Adonri further noted that by maintaining rates, the monetary authorities may be acknowledging that short-term demand management policies have lost their effectiveness. He emphasized the need for fiscal policy measures to address the persistent inflationary pressures by closing the supply gap in the economy.
“In keeping rates unchanged, the monetary authorities may be realizing that short-term demand management strategies have been exhausted. The time has come for fiscal policy to step up and take responsibility for bridging the supply deficit that continues to fuel inflation,” he concluded.

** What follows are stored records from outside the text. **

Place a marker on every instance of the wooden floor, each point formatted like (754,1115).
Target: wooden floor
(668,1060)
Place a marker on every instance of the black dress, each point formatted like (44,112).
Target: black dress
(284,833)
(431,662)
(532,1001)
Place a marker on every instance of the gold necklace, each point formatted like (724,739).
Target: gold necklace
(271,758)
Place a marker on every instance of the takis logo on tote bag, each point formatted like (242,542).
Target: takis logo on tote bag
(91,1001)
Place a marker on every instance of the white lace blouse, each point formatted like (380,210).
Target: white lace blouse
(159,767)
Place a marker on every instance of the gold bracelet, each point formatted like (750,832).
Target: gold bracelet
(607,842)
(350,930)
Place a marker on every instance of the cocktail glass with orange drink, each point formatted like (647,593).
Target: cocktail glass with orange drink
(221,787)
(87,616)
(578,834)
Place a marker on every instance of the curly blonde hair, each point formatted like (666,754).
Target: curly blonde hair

The Head of Research and Investment at FSL Securities Limited, Mr. Victor Chiazor, stated that the decision by the Central Bank of Nigeria’s (CBN) Monetary Policy Committee (MPC) to maintain all policy parameters was expected, given recent trends in the financial markets and inflation data.

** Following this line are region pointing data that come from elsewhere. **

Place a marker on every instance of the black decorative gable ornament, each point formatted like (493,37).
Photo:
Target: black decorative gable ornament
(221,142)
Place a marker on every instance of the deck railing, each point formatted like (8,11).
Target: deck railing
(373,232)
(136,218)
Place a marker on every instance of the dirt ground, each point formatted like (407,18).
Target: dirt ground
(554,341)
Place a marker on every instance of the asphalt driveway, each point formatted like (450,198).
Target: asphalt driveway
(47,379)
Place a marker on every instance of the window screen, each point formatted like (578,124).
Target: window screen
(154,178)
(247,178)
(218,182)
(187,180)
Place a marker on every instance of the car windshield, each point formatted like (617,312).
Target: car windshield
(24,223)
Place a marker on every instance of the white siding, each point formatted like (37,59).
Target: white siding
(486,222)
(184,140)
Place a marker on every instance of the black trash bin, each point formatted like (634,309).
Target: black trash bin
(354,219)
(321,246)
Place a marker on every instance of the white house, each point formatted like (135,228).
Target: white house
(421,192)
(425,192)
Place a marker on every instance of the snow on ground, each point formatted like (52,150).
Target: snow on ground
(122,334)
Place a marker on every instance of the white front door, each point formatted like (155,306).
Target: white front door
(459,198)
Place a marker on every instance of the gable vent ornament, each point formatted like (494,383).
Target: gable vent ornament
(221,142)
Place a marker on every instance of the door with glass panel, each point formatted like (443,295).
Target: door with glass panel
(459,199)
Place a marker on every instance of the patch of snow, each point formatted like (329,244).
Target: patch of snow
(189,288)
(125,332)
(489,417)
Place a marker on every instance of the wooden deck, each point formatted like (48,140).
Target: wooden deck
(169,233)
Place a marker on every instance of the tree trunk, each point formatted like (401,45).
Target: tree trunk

According to Chiazor, the decline in treasury bill stopped rates since January 5, 2025, coupled with a significant drop in inflation—falling from 34.80 per cent in December 2024 to 24.48 per cent in January 2025 following the rebasing exercise—made it logical for the MPC to hold rates and observe the economy’s response before making further adjustments.
“The decision to maintain the status quo on all CBN MPC policy parameters does not come as a surprise.
“With the downward trend in treasury bill yields and the inflation rate dropping significantly due to the rebasing exercise, it was only natural for the committee to pause and assess the economic impact of these changes,” Chiazor stated.
He cautioned that a premature reduction in the Monetary Policy Rate (MPR) could create panic in the financial system, which might undermine price stability.
“A sudden drop in the MPR could trigger uncertainty in the market, which would be detrimental to price stability,” he noted.
Chiazor also addressed ongoing calls for monetary easing but emphasized the need for a cautious approach to avoid disrupting capital flows and financial market stability.
“Despite growing calls for policy easing, we do not expect drastic adjustments to monetary policy parameters. A hasty shift could negatively impact capital flows, so any adjustments must be made gradually to prevent market distortions,” he concluded.
The First Professor of Capital Market, Professor Uche Uwaleke, also described the decision of the Central Bank of Nigeria’s (CBN) Monetary Policy Committee (MPC) to maintain all rates, including the Monetary Policy Rate (MPR) at 27.5 per cent, as a positive development for the economy.
Speaking on the outcome of the MPC meeting, Uwaleke stated that the decision marks the end of an era of aggressive policy rate hikes, particularly in light of the rebased Consumer Price Index (CPI) and a stable exchange rate. He emphasized that the move brings much-needed stability to monetary policy, which is crucial for business planning and household financial decisions.
“It is a good decision by the MPC,” Uwaleke remarked. “It signals the end of aggressive interest rate hikes and reflects the impact of the rebased Consumer Price Index and a stable exchange rate. More importantly, it introduces stability in monetary policy, which is essential for firms and households to plan effectively.”
Looking ahead, the professor projected that 2025 would likely witness a lower interest rate environment and a shift towards a more pro-growth monetary policy stance.
“With this decision coming at the start of the year, 2025 is expected to experience relatively low interest rates and a monetary policy approach that supports economic growth,” he added.